There’s a line of thinking that if wild cards are treated the same as division winners, it dilutes the value of winning the division, but that just doesn’t make any sense. First, a wild card team would still always have to play the best division winner, and second why risk getting into a slugfest with as many as 12 other teams for one spot, when you can battle it out with four others (realistically more like two) in your own division? As a result of this needless fix we now find baseball in a situation where it simultaneously rewards and punishes objectively playoff-caliber teams for having the misfortune of playing in a strong division.
The single most compelling part of the wild card showdown is that it’s one game long—despite everything so deeply entrenched in baseball’s slow-and-steady legacy—but that’s only because that’s all they have time for. There’s a Division Series to get to. It’s a side effect of the constraints, rather than an endgame in and of itself.
Of course, the excitement of a win-or-go-home game is undeniable. That’s what’s so special about Game 7s or Game 163 tie-breakers. Trying to recreate that atmosphere absent the context feels a little like the proposals to start extra innings with a guy on second base. Sure, that’s an exciting scenario, but that doesn’t mean we should necessarily skip the build up.

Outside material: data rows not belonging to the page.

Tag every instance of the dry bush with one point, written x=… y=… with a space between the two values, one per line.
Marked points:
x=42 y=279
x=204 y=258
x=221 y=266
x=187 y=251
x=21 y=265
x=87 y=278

If you want the playoffs to feature all win-or-go-home games then we can just… do that (We can’t, there would be riots, not to mention a massive loss in revenue.) But the one-game, winner-take-all format is merely incidental to adding a second wild card team—it’s a problem born of an unnecessary situation.
MLB is selling a product and of course they want every postseason to be the best one ever but fans should be frustrated by that even if they are benefiting from the experience of these weird-by-design single game series. Last night, people kept talking (OK, tweeting) about various firsts or mosts that the 13 innings between the Cubs and the Rockies represented but it seems odd to marvel at a stat that is largely just reflective of a shift in the overall system and that will be necessarily diluted by the very perpetuation of that system.
All sports drama is contrived but with the one game wild card playoff the machinations of catering to an impatient, short-attention span audience feel especially heavy-handed. It’s arbitrary, not in result, but in design.